The court's four liberal justices, Stephen Breyer, Ruth Bader Ginsburg, Elena Kagan and Sonia Sotomayor, would have allowed the redrawing of the affected districts.

Statement on the ruling from Attorney General Ken Paxton:

The Supreme Court confirmed what the rest of us already knew: Texas should be able to use maps in 2018 that the district court itself adopted in 2012 and Texas used in the last three election cycles," Attorney General Paxton said. "In 2012 the Supreme Court ordered the district court to adopt lawful maps, and we believe it did so. We are eager to proceed with this case in the high court.

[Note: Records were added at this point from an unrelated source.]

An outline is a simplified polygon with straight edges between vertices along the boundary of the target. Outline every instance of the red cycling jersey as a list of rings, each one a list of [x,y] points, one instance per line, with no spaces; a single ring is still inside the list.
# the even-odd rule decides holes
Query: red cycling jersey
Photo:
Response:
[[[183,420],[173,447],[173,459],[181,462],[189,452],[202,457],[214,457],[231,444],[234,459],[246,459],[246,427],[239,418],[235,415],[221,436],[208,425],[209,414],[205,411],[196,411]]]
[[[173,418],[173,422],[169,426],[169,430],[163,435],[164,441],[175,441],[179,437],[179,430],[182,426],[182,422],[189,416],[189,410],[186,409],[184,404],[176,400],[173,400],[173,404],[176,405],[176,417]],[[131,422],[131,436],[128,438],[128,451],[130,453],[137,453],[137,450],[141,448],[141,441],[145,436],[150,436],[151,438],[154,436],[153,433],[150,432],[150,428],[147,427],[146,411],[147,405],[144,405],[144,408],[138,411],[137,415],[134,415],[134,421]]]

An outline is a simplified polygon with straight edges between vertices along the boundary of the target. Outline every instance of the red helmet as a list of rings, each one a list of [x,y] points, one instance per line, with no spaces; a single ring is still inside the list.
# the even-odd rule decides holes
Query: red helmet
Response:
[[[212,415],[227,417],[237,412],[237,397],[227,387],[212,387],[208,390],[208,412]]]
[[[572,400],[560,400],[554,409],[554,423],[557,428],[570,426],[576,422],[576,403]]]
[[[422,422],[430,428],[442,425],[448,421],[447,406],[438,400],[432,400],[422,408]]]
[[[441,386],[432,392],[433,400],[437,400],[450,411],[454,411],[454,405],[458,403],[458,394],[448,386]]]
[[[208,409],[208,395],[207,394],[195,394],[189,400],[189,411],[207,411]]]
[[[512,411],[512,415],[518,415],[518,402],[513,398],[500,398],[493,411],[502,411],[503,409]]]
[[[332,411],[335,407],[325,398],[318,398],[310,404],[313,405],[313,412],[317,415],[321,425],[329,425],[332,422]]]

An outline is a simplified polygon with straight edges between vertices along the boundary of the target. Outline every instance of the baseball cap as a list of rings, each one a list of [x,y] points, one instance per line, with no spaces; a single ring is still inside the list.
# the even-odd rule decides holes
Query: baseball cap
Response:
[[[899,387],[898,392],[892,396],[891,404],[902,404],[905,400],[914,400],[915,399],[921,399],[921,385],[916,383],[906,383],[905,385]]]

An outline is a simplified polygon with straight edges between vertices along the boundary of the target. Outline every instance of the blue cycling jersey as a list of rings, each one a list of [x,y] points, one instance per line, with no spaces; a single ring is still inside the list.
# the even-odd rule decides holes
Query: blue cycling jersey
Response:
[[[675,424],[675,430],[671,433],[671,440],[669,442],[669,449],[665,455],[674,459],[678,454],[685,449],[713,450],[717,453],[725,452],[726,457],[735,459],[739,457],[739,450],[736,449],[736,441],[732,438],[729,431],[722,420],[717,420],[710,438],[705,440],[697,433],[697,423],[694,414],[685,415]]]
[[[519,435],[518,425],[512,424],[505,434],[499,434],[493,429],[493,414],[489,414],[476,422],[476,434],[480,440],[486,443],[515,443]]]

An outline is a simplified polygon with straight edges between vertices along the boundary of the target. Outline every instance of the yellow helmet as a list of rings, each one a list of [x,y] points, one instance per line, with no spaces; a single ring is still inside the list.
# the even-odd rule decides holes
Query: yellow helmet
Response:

Statement on the the ruling from U.S. Rep. Lloyd Doggett (D-Texas):

I have always maintained that the Supreme Court would have the final say on local congressional district lines, and tonight the Court just said it. Now there is certainty that CD-35, which I have been fortunate to represent for over 4 ½ years, will remain precisely the same for the next election. Filing for that election begins in only two months. I will maintain my active involvement in San Antonio, Austin, San Marcos, Lockhart and the other communities along I-35. I will hold my 7th town hall this year on Saturday at San Antonio College with State Senator José Menéndez, just prior to joining our annual Diez y Seis parade through the Westside. And the following Saturday I will hold an 8th town hall on the Eastside at the Claude Black Community Center with Councilmember Cruz Shaw. In between I will be listening to neighbors and participating in a number of activities throughout the area. Together, we will overcome the mean-spirited, narrow-minded Trump agenda.